Generation Benchmarks

Here, you'll find safety benchmarks, intended use cases, and various other information pertaining to Cohere generation models.

Intended Use Case

Generations may be used for interactive autocomplete, augmenting human writing processes, summarization, text rephrasing, and other text-to-text tasks in non-sensitive domains.

Outputs from Classify can be used for classification and analysis tasks, such as selecting the most likely completion for a sentence. Token likelihoods from Likelihood might be used to make fun claims about the “randomness” of your favourite author’s writing, or to explore the statistical differences between human-written and machine-generated text (see Gehrmann et al., 2019).

Generations can address a large number of use cases. Check the presets for interesting examples.

Usage Notes

Always refer to the Usage Guidelines for guidance on using the Cohere Platform responsibly.

Model Toxicity and Bias

Language models learn the statistical relationships present in training datasets, which may include toxic language and historical biases along race, gender, sexual orientation, ability, language, cultural, and intersectional dimensions. We recommend that developers using the Generation model take model toxicity and bias into account and design applications carefully to avoid the following:

  • Toxic Degeneration: Despite our ongoing efforts to remove harmful text from the training corpus, models may generate toxic text. This may include obscenities, sexually explicit content, and messages which mischaracterize or stereotype groups of people based on problematic historical biases perpetuated by internet communities (see Gehman et al., 2020 for more about toxic language model degeneration). We have put safeguards in place to avoid generating harmful text, but we highly recommend that developers build additional guardrails to ensure that text presented to end users is not toxic or harmful.

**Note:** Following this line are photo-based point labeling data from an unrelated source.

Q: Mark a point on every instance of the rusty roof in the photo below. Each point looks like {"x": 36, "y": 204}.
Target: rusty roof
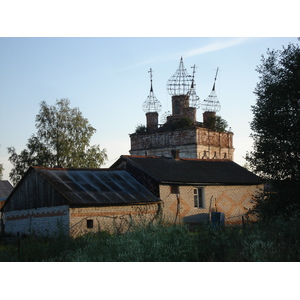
{"x": 97, "y": 186}
{"x": 191, "y": 171}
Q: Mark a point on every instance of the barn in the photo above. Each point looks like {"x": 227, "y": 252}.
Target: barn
{"x": 77, "y": 201}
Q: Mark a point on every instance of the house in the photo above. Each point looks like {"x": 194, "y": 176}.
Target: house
{"x": 77, "y": 201}
{"x": 191, "y": 189}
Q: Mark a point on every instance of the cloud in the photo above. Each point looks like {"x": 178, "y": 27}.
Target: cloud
{"x": 215, "y": 46}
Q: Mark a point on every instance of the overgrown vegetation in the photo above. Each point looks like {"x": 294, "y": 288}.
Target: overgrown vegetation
{"x": 276, "y": 240}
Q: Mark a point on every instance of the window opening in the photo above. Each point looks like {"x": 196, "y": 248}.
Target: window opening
{"x": 89, "y": 223}
{"x": 198, "y": 198}
{"x": 174, "y": 189}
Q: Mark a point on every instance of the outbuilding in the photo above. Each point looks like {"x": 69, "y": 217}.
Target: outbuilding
{"x": 77, "y": 201}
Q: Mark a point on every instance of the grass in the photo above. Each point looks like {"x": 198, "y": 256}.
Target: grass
{"x": 278, "y": 240}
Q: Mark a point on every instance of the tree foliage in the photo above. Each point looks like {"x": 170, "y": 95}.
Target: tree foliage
{"x": 276, "y": 122}
{"x": 62, "y": 139}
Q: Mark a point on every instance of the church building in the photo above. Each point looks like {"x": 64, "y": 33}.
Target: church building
{"x": 180, "y": 134}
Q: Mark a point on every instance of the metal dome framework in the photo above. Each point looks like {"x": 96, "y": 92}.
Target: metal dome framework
{"x": 180, "y": 83}
{"x": 193, "y": 97}
{"x": 211, "y": 103}
{"x": 151, "y": 104}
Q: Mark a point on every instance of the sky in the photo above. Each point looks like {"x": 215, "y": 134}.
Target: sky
{"x": 107, "y": 78}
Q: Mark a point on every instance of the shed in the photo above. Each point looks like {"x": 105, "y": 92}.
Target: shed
{"x": 192, "y": 189}
{"x": 77, "y": 201}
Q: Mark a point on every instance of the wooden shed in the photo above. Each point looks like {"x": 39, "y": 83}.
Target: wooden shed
{"x": 76, "y": 201}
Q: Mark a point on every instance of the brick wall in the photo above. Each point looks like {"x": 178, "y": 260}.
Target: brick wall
{"x": 113, "y": 219}
{"x": 192, "y": 143}
{"x": 233, "y": 201}
{"x": 44, "y": 221}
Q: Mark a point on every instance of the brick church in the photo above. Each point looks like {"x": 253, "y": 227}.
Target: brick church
{"x": 181, "y": 134}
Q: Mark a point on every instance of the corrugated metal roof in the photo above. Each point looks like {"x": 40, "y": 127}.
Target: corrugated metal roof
{"x": 192, "y": 171}
{"x": 97, "y": 186}
{"x": 5, "y": 189}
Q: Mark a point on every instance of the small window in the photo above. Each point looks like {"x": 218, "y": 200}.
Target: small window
{"x": 89, "y": 223}
{"x": 199, "y": 198}
{"x": 174, "y": 189}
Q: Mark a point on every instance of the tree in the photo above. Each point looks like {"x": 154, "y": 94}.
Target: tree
{"x": 276, "y": 121}
{"x": 62, "y": 139}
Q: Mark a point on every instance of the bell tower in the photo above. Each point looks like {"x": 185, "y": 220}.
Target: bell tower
{"x": 151, "y": 107}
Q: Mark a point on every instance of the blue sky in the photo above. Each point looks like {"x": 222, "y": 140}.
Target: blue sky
{"x": 108, "y": 79}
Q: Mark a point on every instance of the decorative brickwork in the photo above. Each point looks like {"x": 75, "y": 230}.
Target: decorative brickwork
{"x": 113, "y": 219}
{"x": 44, "y": 221}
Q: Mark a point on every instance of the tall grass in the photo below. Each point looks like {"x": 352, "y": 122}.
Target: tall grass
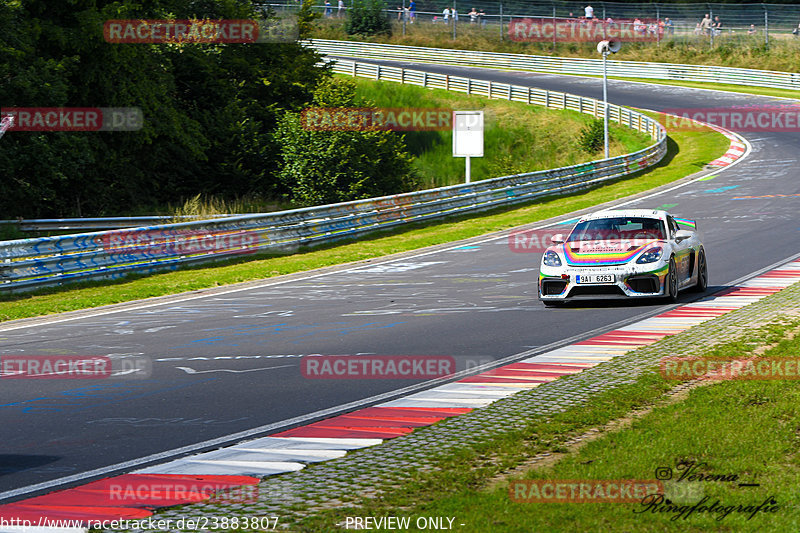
{"x": 518, "y": 138}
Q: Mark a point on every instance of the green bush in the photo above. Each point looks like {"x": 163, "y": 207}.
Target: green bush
{"x": 366, "y": 17}
{"x": 591, "y": 137}
{"x": 321, "y": 167}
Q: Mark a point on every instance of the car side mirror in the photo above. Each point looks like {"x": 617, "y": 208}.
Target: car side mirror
{"x": 682, "y": 235}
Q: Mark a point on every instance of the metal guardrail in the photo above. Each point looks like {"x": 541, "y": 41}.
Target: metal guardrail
{"x": 559, "y": 65}
{"x": 63, "y": 224}
{"x": 30, "y": 263}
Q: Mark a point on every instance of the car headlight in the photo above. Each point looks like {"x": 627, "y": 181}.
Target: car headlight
{"x": 650, "y": 256}
{"x": 551, "y": 259}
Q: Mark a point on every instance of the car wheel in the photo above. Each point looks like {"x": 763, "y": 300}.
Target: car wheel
{"x": 672, "y": 282}
{"x": 702, "y": 273}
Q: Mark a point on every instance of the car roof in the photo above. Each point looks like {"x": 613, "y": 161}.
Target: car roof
{"x": 611, "y": 213}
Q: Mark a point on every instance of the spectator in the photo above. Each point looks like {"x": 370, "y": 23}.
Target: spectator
{"x": 669, "y": 26}
{"x": 705, "y": 25}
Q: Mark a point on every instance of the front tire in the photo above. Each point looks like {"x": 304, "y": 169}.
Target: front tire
{"x": 671, "y": 283}
{"x": 702, "y": 273}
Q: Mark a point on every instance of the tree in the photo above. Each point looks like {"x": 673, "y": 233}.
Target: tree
{"x": 368, "y": 18}
{"x": 321, "y": 167}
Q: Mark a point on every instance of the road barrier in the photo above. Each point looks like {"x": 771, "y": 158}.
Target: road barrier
{"x": 559, "y": 65}
{"x": 30, "y": 263}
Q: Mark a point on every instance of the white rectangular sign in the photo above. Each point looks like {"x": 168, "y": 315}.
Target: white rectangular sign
{"x": 467, "y": 133}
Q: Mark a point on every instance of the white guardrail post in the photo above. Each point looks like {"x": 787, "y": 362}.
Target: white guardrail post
{"x": 30, "y": 263}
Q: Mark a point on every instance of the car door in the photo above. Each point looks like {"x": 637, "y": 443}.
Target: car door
{"x": 683, "y": 252}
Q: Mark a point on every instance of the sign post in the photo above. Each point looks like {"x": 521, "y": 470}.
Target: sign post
{"x": 468, "y": 136}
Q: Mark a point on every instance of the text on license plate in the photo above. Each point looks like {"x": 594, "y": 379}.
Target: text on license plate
{"x": 595, "y": 278}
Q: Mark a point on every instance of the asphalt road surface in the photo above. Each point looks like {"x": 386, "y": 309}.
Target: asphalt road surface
{"x": 230, "y": 362}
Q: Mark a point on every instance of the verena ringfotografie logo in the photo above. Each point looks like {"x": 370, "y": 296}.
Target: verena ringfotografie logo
{"x": 376, "y": 119}
{"x": 73, "y": 118}
{"x": 377, "y": 367}
{"x": 583, "y": 490}
{"x": 581, "y": 30}
{"x": 205, "y": 31}
{"x": 179, "y": 242}
{"x": 739, "y": 368}
{"x": 778, "y": 118}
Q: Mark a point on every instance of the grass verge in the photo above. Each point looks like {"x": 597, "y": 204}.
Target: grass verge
{"x": 687, "y": 153}
{"x": 746, "y": 431}
{"x": 518, "y": 137}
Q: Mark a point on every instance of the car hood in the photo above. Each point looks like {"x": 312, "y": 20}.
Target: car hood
{"x": 604, "y": 252}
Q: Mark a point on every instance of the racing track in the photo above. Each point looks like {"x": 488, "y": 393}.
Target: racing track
{"x": 476, "y": 303}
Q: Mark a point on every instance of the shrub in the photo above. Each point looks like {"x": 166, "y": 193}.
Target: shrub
{"x": 367, "y": 17}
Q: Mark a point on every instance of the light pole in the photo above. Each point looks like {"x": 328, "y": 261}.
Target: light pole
{"x": 605, "y": 48}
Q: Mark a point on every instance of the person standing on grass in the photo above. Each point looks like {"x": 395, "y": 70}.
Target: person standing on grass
{"x": 705, "y": 25}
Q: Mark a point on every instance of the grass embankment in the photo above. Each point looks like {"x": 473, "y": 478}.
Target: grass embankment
{"x": 518, "y": 137}
{"x": 731, "y": 51}
{"x": 745, "y": 431}
{"x": 688, "y": 153}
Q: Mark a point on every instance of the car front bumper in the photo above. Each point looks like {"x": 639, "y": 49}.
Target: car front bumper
{"x": 630, "y": 281}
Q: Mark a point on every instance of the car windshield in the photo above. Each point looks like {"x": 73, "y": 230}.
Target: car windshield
{"x": 614, "y": 228}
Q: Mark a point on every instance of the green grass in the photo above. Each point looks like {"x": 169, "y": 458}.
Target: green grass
{"x": 744, "y": 52}
{"x": 518, "y": 137}
{"x": 745, "y": 428}
{"x": 687, "y": 153}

  • Reinforcing historical social biases: Language models capture problematic associations and stereotypes prominent on the internet and society at large. They should not be used to make decisions about individuals or the groups they belong to. For example, it is dangerous to use Generation model outputs in CV ranking systems due to known biases (Nadeem et al., 2020).

Potential for Misuse

Guided by the NAACL Ethics Review Questions, we describe below the model-specific concerns around misuse of the Generation model. By documenting adverse use cases, we aim to encourage Cohere and its customers to prevent adversarial actors from leveraging our models to the following malicious ends.

Note: The examples in this section are not comprehensive and are only meant to illustrate our understanding of potential harms. The examples are meant to be more model-specific and tangible than those in the Usage Guidelines. Each of these malicious use cases violates our usage guidelines and Terms of Use, and Cohere reserves the right to restrict API access at any time.

  • Astroturfing: Generated text used to provide the illusion of discourse or expression of opinion by members of the public on social media or any other channel.
  • Generation of misinformation and other harmful content: The generation of news or other articles which manipulate public opinion, or any content which aims to incite hate or mischaracterize a group of people.
  • Human-outside-the-loop: The generation of text about people, places, or events without a human-in-the-loop. This includes making automated decisions based on model-generated outputs which have real-world consequences on people, or posing as a human in any context where the end user is unaware that outputs are being generated by a language model.